Is the desire to listen to music itself a sign of degradation? Of laziness? Yes. A desire to listen to music is a desire to get a break from constantly high-engagement situations. We have to gradually increase our capacity to face high-engagement events and not seek a break from them. Seeking breaks is only seeking a way-out from experiences that will lead to more mental development. Eventually we have to embrace all situations that can lead us to growth. Avoiding opportunities to grow will lead to pain. The prequel to growth is also pain. What we want to avoid is also a penalty. But as we get accustomed to facing such situations and not avoiding them, this initial onset of pain reduces and eventually disappears.

Listening to music vs noise is like this. Music makes us crave for more music. Because music inspires comfort. When we listen to music that we like, the feeling of comfort that emerges is so pleasing to us that we want more and more of it. On the contrary when we listen to noise — our first reaction is to not listen anymore. It is unpleasant. Discomfort emerges. And only if there are concepts in our head to support the act of listening to noise do we even start listening to it. What concepts can possibly highlight this act?

Kshitij was one such listener. He would listen deeply and intently to soundscapes that neither had any patterns, nor melody. Soundscapes that could not be characterised with any other word than noise. Listening to noise made him a special kind of person. He did not crave for the same kind of narrative arcs as everyone else did. Obtuse beginnings and awkward endings both were fine for him. Music builds upon us the expectation of certain pattern — chorus - verse, chorus - verse — and so on. But for Kshitij it was all the same. All narratives might as well have been created flat. Narratives have musical arcs. Music has narrative arcs. Kshitij did not wait for people to complete their sentences. Because all sentences that could ever be spoken were already spoken. There were no new things to be said? There surely were. But not following the same structures. Not following the same patterns though. The same thing could be said with many different tonalities. This everyone knows. But Kshitij, being a person who could appreciate noise, could actually back up this fact with proof. Noise is a kind of music that doesn’t follow any surficial rules of organisation. It forces the listener to make sense of strange stories having stranger surficial qualities.
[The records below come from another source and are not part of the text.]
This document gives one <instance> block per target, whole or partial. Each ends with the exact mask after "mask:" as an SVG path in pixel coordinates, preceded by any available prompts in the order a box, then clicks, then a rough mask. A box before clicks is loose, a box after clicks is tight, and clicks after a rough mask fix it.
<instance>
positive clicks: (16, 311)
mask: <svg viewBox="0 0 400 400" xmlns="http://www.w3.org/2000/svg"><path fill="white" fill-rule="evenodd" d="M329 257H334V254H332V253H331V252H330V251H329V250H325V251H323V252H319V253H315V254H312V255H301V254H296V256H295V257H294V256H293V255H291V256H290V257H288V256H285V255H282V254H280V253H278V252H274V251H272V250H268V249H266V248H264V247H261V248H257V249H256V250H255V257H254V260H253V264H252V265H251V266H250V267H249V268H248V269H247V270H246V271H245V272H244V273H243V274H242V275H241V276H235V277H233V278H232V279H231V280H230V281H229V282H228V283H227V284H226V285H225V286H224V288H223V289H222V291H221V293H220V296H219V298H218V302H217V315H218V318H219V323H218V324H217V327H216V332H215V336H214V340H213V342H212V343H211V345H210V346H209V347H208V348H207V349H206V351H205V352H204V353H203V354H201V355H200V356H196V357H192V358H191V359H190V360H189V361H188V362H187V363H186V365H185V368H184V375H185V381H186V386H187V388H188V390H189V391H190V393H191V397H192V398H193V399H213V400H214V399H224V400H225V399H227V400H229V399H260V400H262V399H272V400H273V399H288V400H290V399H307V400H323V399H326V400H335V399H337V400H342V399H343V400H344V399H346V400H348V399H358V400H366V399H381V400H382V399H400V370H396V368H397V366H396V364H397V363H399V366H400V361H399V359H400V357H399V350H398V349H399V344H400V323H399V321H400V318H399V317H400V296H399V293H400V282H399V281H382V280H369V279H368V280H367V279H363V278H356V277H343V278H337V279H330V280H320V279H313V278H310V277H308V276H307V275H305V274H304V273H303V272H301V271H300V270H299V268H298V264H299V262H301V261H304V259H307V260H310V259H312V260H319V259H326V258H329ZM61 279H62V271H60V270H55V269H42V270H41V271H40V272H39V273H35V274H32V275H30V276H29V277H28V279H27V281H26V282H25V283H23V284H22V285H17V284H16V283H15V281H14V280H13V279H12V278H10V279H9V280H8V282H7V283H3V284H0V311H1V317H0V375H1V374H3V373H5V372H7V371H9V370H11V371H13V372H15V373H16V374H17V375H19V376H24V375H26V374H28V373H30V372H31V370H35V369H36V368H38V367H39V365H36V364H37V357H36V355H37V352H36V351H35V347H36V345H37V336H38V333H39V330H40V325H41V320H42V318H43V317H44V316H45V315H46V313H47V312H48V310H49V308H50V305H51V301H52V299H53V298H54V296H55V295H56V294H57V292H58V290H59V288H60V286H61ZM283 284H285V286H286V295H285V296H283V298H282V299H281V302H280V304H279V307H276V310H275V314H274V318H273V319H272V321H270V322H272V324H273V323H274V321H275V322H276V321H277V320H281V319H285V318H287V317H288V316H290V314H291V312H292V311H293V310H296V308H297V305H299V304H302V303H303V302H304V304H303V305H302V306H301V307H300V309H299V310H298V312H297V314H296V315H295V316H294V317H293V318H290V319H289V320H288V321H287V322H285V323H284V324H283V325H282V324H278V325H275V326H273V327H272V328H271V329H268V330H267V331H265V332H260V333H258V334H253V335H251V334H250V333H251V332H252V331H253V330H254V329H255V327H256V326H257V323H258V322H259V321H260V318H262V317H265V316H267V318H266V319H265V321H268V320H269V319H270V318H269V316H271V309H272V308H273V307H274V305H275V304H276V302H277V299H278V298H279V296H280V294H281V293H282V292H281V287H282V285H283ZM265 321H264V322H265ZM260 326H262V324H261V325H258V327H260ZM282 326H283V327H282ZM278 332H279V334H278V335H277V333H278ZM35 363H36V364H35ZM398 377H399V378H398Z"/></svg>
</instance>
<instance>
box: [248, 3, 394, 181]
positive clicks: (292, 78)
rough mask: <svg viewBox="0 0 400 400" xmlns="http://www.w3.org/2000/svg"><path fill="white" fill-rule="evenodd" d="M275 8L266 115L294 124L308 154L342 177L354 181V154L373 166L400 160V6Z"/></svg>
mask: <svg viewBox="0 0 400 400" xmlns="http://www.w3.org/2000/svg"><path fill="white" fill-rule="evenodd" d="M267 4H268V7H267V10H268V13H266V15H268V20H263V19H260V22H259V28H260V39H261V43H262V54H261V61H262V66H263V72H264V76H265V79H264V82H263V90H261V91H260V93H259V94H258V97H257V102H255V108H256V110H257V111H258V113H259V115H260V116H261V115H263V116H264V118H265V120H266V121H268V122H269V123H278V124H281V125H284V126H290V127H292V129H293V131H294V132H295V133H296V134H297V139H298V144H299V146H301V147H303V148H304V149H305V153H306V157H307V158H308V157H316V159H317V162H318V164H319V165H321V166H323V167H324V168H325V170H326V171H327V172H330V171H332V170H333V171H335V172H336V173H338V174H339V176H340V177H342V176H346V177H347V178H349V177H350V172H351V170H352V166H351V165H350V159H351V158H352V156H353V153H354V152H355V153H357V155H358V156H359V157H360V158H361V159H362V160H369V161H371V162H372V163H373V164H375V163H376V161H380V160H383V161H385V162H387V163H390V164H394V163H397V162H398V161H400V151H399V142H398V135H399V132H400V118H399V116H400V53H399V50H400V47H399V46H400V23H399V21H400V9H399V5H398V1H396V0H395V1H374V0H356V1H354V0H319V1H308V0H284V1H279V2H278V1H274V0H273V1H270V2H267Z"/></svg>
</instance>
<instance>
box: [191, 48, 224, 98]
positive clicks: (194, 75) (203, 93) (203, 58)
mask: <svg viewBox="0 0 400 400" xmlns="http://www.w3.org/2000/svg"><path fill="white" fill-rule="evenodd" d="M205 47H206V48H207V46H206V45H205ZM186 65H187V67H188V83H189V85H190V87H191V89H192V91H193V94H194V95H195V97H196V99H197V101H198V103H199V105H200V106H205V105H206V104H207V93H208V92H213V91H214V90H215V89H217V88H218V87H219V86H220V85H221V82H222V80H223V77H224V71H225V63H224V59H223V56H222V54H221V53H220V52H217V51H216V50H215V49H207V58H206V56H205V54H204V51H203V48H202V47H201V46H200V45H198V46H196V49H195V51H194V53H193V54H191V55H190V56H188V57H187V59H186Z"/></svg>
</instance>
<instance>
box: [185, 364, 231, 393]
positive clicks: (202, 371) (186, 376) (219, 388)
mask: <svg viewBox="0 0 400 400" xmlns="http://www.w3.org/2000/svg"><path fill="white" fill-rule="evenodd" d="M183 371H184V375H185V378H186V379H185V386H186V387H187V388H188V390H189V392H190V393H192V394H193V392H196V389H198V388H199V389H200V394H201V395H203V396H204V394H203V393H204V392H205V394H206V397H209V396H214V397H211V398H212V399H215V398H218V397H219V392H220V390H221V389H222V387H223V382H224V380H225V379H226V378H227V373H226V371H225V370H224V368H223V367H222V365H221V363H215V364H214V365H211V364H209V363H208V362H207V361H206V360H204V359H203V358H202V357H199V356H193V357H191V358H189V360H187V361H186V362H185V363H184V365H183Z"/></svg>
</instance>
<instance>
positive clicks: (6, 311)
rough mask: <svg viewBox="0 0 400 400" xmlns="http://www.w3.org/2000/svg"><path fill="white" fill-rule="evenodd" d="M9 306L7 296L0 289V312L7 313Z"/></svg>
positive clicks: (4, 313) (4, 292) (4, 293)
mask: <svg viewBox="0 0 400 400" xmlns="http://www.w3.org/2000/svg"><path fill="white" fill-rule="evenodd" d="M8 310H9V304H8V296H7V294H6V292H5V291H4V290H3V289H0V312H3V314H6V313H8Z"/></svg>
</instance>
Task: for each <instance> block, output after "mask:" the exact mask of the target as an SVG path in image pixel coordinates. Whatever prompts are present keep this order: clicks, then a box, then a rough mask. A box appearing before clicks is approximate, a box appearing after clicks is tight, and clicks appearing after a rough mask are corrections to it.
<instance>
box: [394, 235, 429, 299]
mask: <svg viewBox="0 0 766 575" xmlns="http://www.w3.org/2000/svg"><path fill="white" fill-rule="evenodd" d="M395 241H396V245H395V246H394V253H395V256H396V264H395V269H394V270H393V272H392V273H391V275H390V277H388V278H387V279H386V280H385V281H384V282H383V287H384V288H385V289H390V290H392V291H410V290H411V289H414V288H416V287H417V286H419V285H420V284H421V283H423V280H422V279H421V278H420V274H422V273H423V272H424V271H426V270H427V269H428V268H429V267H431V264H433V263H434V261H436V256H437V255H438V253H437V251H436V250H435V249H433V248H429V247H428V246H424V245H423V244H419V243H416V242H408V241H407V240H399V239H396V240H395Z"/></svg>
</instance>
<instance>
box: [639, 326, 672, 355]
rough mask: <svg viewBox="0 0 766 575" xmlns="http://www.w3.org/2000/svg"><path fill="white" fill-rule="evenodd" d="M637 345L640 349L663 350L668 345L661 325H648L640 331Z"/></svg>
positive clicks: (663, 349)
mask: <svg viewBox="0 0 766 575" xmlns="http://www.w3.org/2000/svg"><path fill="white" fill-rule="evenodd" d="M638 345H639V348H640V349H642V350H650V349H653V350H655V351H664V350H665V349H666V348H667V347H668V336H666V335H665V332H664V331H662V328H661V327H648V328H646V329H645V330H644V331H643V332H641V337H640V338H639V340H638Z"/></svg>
Kshitij always had to explain himself and his capacity to understand noise. So much so that he just kept quiet when he felt that the questions were of an examining nature and not bearing the student’s warm urge to fathom things. When he kept quiet, he felt offended. He felt judged. The noise listener’s mind seeks patterns in masses of unsorted data. The musician is the musically trained ear of the listener. Kshitij understood all this. But still once in a while it sought patterned sound. If two or more noise pieces are played together, they harmonise with each other and create some kind of patterned sound in the listener’s head. Noise is not the fundamental absence of patterned sound. The point is the location of the place where the patterned information emerges from. In the case of noise, it is not in the sound but the head of the listener. There are many ways to make this happen. Some methods for this to happen we are going through here.

One is the simultaneous playing of multiple noise tracks. Another way is to pause and play a noise track in quick succession. The speed with which this is done creates different kinds of music in the listener’s head. But what is the point of this? First of all, why take noise (something which is a counterpoint to music) if music has to be created from it? Why elaborate on the re-location of the faculty that produces music? Is music so important that even in its absence we are forced to search for it? Not at all. We need to appreciate the versatility of noise. Once we do our perspective is tuned.